Vielen Dank, Herr Präsident! – Es ist schon komisch, wenn man bei diesem Thema den Verstand einschaltet. Herr Zimmermann hat eben die „taz“ gelesen. Die „taz“ ist in der Tat keine liberale Hauspostille, aber heute war in der „taz“ – entgegen allen anderen Jubelnachrichten – unter der Überschrift „Das große Versprechen“ zu lesen, dass die Berliner Linke nun die alte Forderung nach einem kostenlosen Kitajahr „ausgerechnet drei Tage vor der Wahl neu auflegt“.
Und klar: Der Eindruck entsteht auch bei mir – ich gestehe es –, dass hier kurz vor der Wahl noch einmal die Trommel geschlagen wird. Offensichtlich, Frau Dr. Barth, sehen Sie das nicht ganz anders. Jetzt frage ich die Grünen und die Kollegen von SPD und Linken: Geht es um das Wohl der Eltern, der Kitas, der Kinder? Oder wollen Sie vielleicht in dieser heißen Phase des Wahlkampfs ein wenig populistischen Staub aufwirbeln?
Vergessen wir doch nicht, wie die rot-rote Kitapolitik in den letzten Jahren ausgesehen hat, teilweise unterstützt von Bündnis 90/Die Grünen. Wer war es denn, der die Kitakostenbeiträge drastisch erhöht hat? – Die PDS mit den Linken!
SPD, sage ich doch! – Aber, liebe Frau Dr. Klotz, die Abschaffung der Vorklassen – – Die SPD mit den Linken! Die heißen jetzt Linke.PDS.

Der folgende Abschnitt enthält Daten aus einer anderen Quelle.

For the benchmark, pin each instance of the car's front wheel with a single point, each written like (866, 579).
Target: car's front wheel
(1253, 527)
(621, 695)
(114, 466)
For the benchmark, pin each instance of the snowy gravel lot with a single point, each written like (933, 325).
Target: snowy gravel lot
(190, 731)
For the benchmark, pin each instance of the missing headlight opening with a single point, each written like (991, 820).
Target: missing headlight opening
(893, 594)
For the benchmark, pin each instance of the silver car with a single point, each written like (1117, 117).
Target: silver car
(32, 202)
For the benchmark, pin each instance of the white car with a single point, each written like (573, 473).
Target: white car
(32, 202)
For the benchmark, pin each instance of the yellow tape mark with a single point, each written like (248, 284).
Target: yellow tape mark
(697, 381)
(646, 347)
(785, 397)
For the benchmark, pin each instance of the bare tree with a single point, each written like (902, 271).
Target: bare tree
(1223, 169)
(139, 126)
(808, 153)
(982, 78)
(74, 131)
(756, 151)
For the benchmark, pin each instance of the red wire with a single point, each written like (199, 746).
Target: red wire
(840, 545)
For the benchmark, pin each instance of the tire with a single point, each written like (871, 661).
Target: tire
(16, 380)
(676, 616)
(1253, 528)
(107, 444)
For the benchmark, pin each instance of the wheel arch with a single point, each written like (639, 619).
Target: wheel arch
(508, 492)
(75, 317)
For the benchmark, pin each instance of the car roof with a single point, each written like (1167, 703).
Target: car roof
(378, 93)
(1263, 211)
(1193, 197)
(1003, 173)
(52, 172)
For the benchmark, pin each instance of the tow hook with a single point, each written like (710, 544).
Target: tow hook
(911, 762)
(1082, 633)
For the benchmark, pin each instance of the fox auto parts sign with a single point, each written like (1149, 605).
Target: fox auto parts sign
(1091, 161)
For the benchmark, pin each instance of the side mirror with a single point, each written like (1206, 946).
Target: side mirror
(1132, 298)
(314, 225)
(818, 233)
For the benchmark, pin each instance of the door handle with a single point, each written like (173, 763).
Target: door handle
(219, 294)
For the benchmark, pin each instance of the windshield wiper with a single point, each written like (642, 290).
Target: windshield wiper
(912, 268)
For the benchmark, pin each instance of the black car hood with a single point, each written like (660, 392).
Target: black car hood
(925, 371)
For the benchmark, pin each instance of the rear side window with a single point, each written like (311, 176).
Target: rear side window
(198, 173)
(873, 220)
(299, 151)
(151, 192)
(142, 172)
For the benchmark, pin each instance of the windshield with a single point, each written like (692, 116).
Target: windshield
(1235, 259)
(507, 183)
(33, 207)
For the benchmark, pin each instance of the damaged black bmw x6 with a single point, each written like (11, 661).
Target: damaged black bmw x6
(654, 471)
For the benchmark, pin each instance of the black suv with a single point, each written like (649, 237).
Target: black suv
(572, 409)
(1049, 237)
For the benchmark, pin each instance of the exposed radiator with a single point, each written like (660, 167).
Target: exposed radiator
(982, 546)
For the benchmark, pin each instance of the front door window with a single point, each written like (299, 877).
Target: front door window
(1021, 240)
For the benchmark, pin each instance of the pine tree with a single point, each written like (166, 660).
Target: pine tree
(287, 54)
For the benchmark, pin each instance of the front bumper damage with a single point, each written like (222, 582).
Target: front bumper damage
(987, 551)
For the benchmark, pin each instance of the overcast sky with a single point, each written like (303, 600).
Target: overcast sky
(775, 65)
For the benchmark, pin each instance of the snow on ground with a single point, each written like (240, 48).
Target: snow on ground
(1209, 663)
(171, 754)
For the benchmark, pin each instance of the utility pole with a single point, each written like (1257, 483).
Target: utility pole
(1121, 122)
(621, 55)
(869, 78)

Okay, vergessen wir es! – Bei der Abschaffung der Vorklassen, verehrte Frau Dr. Klotz, waren Sie dabei. Das war die SPD mit den Linken. Jetzt haben wir es richtig gemacht. Vielen Dank, dass Sie so nett waren! –
Und es waren eben auch die Grünen, die jetzt die Kostenfreiheit fordern, die sich dafür eingesetzt haben, dass diese kostenfreien Vorklassen abgewickelt wurden. So muss man es ganz klar sagen. Gerade diese Vorklassen waren für viele Kinder wichtig – das wissen wir alle –, insbesondere für jene aus sozial schwächeren Elternhäusern.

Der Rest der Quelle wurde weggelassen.